Re: [PATCH 0/2] Expose KVM API to Linux Kernel
From: Andy Lutomirski
Date: Mon May 18 2020 - 16:45:46 EST
On Mon, May 18, 2020 at 1:50 AM Anastassios Nanos
<ananos@xxxxxxxxxxxxxxx> wrote:
>
> On Mon, May 18, 2020 at 10:50 AM Marc Zyngier <maz@xxxxxxxxxx> wrote:
> >
> > On 2020-05-18 07:58, Anastassios Nanos wrote:
> > > To spawn KVM-enabled Virtual Machines on Linux systems, one has to use
> > > QEMU, or some other kind of VM monitor in user-space to host the vCPU
> > > threads, I/O threads and various other book-keeping/management
> > > mechanisms.
> > > This is perfectly fine for a large number of reasons and use cases: for
> > > instance, running generic VMs, running general purpose Operating
> > > systems
> > > that need some kind of emulation for legacy boot/hardware etc.
> > >
> > > What if we wanted to execute a small piece of code as a guest instance,
> > > without the involvement of user-space? The KVM functions are already
> > > doing
> > > what they should: VM and vCPU setup is already part of the kernel, the
> > > only
> > > missing piece is memory handling.
> > >
> > > With these series, (a) we expose to the Linux Kernel the bare minimum
> > > KVM
> > > API functions in order to spawn a guest instance without the
> > > intervention
> > > of user-space; and (b) we tweak the memory handling code of KVM-related
> > > functions to account for another kind of guest, spawned in
> > > kernel-space.
> > >
> > > PATCH #1 exposes the needed stub functions, whereas PATCH #2 introduces
> > > the
> > > changes in the KVM memory handling code for x86_64 and aarch64.
> > >
> > > An example of use is provided based on kvmtest.c
> > > [http://email.nubificus.co.uk/c/eJwdzU0LgjAAxvFPo0eZm1t62MEkC0xQScJTuBdfcGrpQuvTN4KHP7_bIygSDQfY7mkUXotbzQJQftIX7NI9EtEYofOW3eMJ6uTxTtIqz2B1LPhl-w6nMrc8MNa9ctp_-TzaHWUekxwfSMCRIA3gLvFrQAiGDUNE-MxWtNP6uVootGBsprbJmaQ2ChfdcyVXQ4J97EIDe6G7T8zRIJdJKmde2h_0WTe_] at
> > > http://email.nubificus.co.uk/c/eJwljdsKgkAYhJ9GL2X9NQ8Xe2GSBSaoJOFVrOt6QFdL17Sevq1gGPhmGKbERllRtFNb7Hvn9EIKF2Wv6AFNtPmlz33juMbXYAAR3pYwypMY8n1KT-u7O2SJYiJO2l6rf05HrjbYsCihRUEp2DYCgmyH2TowGeiVCS6oPW6EuM-K4SkQSNWtaJbiu5ZA-3EpOzYNrJ8ldk_OBZuFOuHNseTdv9LGqf4Apyg8eg
>
> Hi Marc,
>
> thanks for taking the time to check this!
>
> >
> > You don't explain *why* we would want this. What is the overhead of
> > having
> > a userspace if your guest doesn't need any userspace handling? The
> > kvmtest
> > example indeed shows that the KVM userspace API is usable without any
> > form
> > of emulation, hence has almost no cost.
>
> The rationale behind such an approach is two-fold:
> (a) we are able to ditch any user-space involvement in the creation and
> spawning of a KVM guest. This is particularly interesting in use-cases
> where short-lived tasks are spawned on demand. Think of a scenario where
> an ABI compatible binary is loaded in memory. Spawning it as a guest from
> userspace would incur a number of IOCTLs. Doing the same from the kernel
> would be the same number of IOCTLs but now these are function calls;
> additionally, memory handling is kind of simplified.
>
> (b) I agree that the userspace KVM API is usable without emulation for a
> simple task, written in bytecode, adding two registers. But what about
> something more complicated? something that needs I/O? for most use-cases,
> I/O happens between the guest and some hardware device (network/storage
> etc.). Being in the kernel saves us from doing unneccessary mode switches.

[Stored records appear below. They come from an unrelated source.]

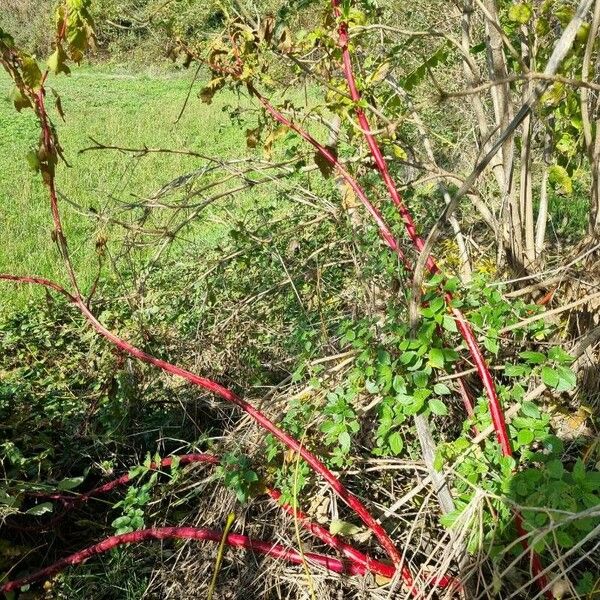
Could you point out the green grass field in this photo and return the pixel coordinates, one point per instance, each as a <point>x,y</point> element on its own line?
<point>114,108</point>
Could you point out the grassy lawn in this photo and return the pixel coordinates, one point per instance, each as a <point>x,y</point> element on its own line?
<point>114,108</point>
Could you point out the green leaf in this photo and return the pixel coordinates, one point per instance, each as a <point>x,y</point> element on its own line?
<point>32,76</point>
<point>40,509</point>
<point>371,386</point>
<point>564,539</point>
<point>567,145</point>
<point>19,100</point>
<point>520,12</point>
<point>555,469</point>
<point>533,358</point>
<point>560,356</point>
<point>436,358</point>
<point>207,93</point>
<point>57,61</point>
<point>396,443</point>
<point>525,437</point>
<point>529,409</point>
<point>344,440</point>
<point>441,389</point>
<point>438,407</point>
<point>579,471</point>
<point>339,527</point>
<point>516,370</point>
<point>567,380</point>
<point>70,483</point>
<point>550,377</point>
<point>449,324</point>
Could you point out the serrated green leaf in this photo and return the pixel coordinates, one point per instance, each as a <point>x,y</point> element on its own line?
<point>40,509</point>
<point>32,76</point>
<point>19,100</point>
<point>550,377</point>
<point>437,407</point>
<point>441,389</point>
<point>70,483</point>
<point>567,380</point>
<point>344,441</point>
<point>57,62</point>
<point>339,527</point>
<point>525,437</point>
<point>396,443</point>
<point>529,409</point>
<point>533,358</point>
<point>520,12</point>
<point>449,324</point>
<point>436,358</point>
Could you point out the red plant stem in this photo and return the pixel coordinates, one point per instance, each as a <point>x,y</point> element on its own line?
<point>226,394</point>
<point>332,159</point>
<point>354,555</point>
<point>462,324</point>
<point>373,146</point>
<point>207,384</point>
<point>334,541</point>
<point>496,411</point>
<point>350,552</point>
<point>161,533</point>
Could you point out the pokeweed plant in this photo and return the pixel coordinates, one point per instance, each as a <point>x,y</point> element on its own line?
<point>401,371</point>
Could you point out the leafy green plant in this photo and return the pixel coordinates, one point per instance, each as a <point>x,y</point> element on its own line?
<point>238,475</point>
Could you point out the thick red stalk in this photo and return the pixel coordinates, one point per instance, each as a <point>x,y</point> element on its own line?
<point>462,324</point>
<point>496,411</point>
<point>191,533</point>
<point>332,159</point>
<point>323,534</point>
<point>226,394</point>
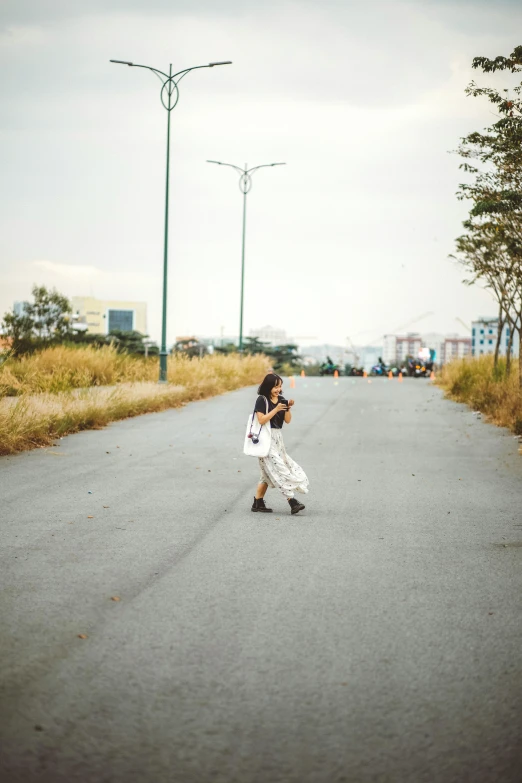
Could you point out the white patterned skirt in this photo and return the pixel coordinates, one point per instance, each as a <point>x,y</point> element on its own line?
<point>279,470</point>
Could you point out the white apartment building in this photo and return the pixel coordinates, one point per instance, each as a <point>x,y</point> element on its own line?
<point>484,333</point>
<point>455,347</point>
<point>397,347</point>
<point>102,316</point>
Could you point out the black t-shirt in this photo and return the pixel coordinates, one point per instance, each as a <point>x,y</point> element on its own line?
<point>276,421</point>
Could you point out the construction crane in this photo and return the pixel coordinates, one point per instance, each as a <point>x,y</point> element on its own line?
<point>410,323</point>
<point>466,327</point>
<point>398,328</point>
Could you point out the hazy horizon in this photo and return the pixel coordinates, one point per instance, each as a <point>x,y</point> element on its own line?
<point>362,102</point>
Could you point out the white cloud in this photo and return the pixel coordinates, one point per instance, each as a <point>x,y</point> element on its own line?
<point>361,100</point>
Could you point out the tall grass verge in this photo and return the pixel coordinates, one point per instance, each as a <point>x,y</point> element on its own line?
<point>477,383</point>
<point>60,407</point>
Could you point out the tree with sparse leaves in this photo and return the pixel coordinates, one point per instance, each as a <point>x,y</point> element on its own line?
<point>44,321</point>
<point>491,248</point>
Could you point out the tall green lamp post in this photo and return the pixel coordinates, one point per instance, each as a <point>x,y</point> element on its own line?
<point>169,98</point>
<point>245,184</point>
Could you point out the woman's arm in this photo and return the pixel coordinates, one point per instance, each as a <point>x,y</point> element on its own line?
<point>264,417</point>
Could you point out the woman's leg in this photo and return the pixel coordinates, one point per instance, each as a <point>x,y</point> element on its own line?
<point>261,490</point>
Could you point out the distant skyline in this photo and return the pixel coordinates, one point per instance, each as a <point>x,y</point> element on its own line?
<point>362,101</point>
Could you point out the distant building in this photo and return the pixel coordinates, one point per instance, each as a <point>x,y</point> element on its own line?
<point>397,347</point>
<point>20,308</point>
<point>368,355</point>
<point>455,347</point>
<point>316,354</point>
<point>102,316</point>
<point>484,334</point>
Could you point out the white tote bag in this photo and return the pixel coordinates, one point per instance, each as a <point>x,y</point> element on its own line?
<point>258,436</point>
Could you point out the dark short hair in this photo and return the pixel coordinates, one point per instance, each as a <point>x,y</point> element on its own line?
<point>269,381</point>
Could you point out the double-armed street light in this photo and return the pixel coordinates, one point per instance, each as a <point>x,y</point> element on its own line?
<point>245,184</point>
<point>169,98</point>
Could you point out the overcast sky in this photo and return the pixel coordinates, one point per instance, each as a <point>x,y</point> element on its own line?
<point>362,100</point>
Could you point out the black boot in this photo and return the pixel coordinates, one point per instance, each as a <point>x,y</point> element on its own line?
<point>259,505</point>
<point>295,505</point>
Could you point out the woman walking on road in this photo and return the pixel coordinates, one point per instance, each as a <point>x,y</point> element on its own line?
<point>277,469</point>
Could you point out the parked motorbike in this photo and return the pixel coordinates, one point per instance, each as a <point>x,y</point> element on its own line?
<point>417,368</point>
<point>329,367</point>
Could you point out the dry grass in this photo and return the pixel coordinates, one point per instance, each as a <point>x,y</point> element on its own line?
<point>475,382</point>
<point>57,394</point>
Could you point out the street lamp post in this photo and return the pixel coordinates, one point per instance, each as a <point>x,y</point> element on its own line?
<point>245,184</point>
<point>169,98</point>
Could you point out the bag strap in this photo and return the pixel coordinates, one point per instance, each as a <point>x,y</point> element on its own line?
<point>254,413</point>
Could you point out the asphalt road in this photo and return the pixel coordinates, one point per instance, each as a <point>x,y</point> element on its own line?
<point>374,637</point>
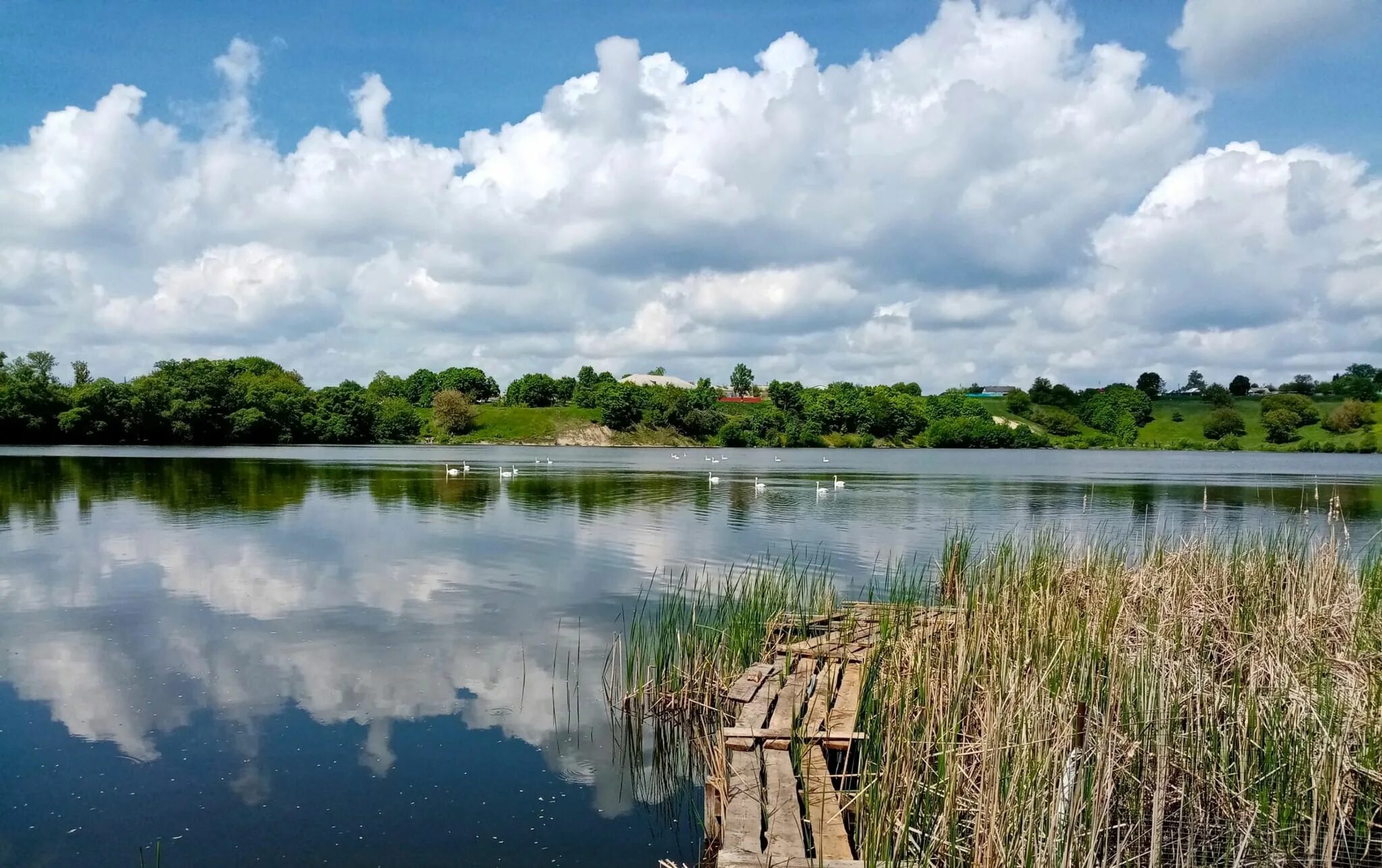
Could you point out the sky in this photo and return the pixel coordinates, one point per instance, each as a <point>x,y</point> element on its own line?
<point>874,191</point>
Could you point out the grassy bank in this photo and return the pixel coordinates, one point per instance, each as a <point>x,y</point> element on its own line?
<point>523,425</point>
<point>519,425</point>
<point>1210,701</point>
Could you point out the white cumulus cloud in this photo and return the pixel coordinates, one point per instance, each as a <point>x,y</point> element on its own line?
<point>982,200</point>
<point>1223,42</point>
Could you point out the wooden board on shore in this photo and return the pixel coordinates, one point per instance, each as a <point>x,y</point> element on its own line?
<point>791,698</point>
<point>748,685</point>
<point>845,714</point>
<point>744,809</point>
<point>823,807</point>
<point>755,712</point>
<point>784,828</point>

> Of course there are optimizations for handling I/O on QEMU/KVM VMs
> (virtio/vhost), but essentially what happens is removing mode-switches (and
> exits) for I/O operations -- is there a good reason not to address that
> directly? a guest running in the kernel exits because of an I/O request,
> which gets processed and forwarded directly to the relevant subsystem *in*
> the kernel (net/block etc.).
>
> We work on both directions with a particular focus on (a) -- device I/O could
> be handled with other mechanisms as well (VFs for instance).
>
> > Without a clear description of the advantages of your solution, as well
> > as a full featured in-tree use case, I find it pretty hard to support
> > this.
>
> Totally understand that -- please keep in mind that this is a first (baby)

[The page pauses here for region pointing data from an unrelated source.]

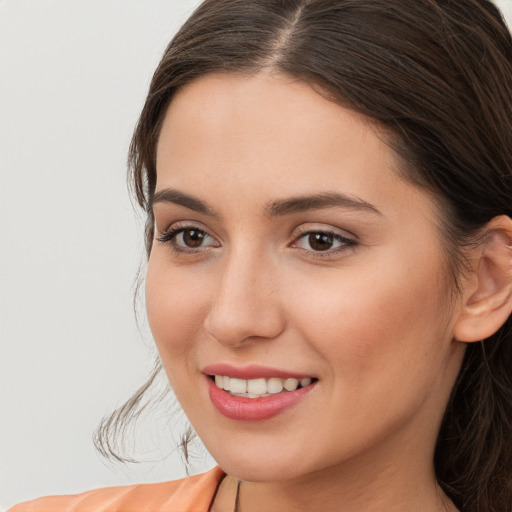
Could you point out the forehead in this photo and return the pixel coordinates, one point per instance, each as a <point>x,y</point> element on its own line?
<point>268,135</point>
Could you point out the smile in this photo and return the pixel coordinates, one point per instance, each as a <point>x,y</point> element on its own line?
<point>259,388</point>
<point>259,398</point>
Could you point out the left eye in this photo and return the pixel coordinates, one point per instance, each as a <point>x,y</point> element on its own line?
<point>322,241</point>
<point>187,238</point>
<point>191,238</point>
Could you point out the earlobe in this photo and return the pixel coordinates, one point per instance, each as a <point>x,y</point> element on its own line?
<point>488,303</point>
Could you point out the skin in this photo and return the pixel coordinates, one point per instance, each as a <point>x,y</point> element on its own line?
<point>373,319</point>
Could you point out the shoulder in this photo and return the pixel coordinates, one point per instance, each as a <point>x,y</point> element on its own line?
<point>192,494</point>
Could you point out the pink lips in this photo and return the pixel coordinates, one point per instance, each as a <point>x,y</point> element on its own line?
<point>252,409</point>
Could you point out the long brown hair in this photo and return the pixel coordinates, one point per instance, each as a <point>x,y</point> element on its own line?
<point>437,75</point>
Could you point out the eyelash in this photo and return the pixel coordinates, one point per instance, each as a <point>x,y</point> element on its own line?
<point>169,237</point>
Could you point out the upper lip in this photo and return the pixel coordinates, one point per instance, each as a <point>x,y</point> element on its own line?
<point>251,372</point>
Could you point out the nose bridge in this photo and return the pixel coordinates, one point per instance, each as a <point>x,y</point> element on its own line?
<point>246,302</point>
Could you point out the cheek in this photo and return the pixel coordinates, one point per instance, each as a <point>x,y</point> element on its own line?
<point>176,304</point>
<point>377,322</point>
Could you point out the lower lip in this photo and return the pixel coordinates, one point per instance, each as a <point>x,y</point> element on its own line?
<point>254,409</point>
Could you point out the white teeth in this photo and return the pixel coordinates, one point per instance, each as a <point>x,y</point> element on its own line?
<point>257,388</point>
<point>237,385</point>
<point>291,384</point>
<point>274,385</point>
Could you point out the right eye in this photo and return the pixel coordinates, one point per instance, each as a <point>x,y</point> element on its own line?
<point>187,239</point>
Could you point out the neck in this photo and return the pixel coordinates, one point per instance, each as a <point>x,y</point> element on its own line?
<point>363,486</point>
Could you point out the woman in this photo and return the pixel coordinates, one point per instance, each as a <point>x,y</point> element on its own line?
<point>328,188</point>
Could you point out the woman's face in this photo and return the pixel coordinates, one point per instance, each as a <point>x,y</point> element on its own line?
<point>288,248</point>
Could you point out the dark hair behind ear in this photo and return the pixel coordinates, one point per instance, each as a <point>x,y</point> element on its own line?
<point>437,75</point>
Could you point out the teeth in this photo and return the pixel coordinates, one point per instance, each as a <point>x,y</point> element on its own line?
<point>291,384</point>
<point>275,386</point>
<point>257,388</point>
<point>237,386</point>
<point>303,382</point>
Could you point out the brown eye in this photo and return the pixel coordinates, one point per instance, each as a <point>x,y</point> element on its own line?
<point>320,241</point>
<point>192,237</point>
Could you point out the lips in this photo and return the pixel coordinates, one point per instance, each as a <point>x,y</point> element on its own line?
<point>255,393</point>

> step for what we call KVMM (kernel virtual machine monitor). We presented
> the architecture at FOSDEM and some preliminary results regarding I/O. Of
> course, this is WiP, and far from being upstreamable. Hence the kvmmtest
> example showcasing the potential use-case.
>
> To be honest my main question is whether we are interested in such an
> approach in the first place, and then try to work on any rough edges. As
> far as I understand, you're not in favor of this approach.

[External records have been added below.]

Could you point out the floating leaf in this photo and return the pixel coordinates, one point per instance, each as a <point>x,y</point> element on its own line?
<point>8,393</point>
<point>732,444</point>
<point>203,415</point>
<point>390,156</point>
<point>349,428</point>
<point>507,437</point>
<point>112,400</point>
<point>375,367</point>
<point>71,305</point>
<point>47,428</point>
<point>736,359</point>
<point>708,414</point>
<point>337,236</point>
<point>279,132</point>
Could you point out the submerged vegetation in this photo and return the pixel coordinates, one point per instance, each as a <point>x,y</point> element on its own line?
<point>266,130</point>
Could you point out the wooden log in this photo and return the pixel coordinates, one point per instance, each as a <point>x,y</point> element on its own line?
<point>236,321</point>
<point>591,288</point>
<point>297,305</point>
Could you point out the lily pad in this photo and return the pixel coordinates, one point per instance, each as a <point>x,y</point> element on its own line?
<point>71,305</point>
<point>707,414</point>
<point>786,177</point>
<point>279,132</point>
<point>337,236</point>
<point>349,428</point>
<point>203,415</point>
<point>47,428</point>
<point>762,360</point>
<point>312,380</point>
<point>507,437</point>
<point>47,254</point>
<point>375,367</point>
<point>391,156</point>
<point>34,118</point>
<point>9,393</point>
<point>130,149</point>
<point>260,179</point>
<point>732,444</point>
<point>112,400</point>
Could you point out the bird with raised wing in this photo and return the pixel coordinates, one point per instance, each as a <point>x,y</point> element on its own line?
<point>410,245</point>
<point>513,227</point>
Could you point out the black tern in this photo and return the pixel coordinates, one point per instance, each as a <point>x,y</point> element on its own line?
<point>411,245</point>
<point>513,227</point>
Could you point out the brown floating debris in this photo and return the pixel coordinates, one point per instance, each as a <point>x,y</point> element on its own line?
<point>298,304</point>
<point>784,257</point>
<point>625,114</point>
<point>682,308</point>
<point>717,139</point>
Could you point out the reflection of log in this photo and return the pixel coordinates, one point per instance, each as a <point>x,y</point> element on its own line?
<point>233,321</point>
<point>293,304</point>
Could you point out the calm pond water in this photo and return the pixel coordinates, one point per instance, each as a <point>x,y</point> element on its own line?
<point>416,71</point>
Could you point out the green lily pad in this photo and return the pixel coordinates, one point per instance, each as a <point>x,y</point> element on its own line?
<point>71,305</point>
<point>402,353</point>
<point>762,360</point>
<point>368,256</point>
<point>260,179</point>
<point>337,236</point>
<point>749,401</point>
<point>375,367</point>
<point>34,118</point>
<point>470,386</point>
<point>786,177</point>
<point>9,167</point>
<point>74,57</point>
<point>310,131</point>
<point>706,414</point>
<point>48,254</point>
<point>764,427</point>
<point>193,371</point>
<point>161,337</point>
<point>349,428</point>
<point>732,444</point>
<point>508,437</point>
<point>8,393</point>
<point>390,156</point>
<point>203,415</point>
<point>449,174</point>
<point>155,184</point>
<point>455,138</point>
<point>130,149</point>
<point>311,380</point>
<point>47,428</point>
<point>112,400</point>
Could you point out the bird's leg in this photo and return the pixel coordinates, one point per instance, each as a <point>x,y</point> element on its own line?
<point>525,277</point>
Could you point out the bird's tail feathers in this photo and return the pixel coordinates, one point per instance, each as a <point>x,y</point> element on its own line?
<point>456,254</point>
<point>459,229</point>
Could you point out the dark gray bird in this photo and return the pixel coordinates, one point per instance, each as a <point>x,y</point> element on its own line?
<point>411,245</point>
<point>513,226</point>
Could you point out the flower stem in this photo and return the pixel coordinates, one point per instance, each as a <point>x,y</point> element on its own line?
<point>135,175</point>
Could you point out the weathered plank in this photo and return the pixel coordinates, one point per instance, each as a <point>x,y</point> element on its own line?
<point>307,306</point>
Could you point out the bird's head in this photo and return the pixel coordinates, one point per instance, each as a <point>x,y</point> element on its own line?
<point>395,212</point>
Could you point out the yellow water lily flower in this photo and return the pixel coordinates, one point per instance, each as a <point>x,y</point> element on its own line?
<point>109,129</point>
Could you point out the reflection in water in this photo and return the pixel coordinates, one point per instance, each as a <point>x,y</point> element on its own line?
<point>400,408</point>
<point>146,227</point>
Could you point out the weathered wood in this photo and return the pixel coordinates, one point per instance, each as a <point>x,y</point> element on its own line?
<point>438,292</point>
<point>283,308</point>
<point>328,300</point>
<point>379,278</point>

The usual answer here is that the kernel is not in favor of adding
in-kernel functionality that is not used in the upstream kernel. If
you come up with a real use case, and that use case is GPL and has
plans for upstreaming, and that use case has a real benefit
(dramatically faster than user code could likely be, does something
new and useful, etc), then it may well be mergeable.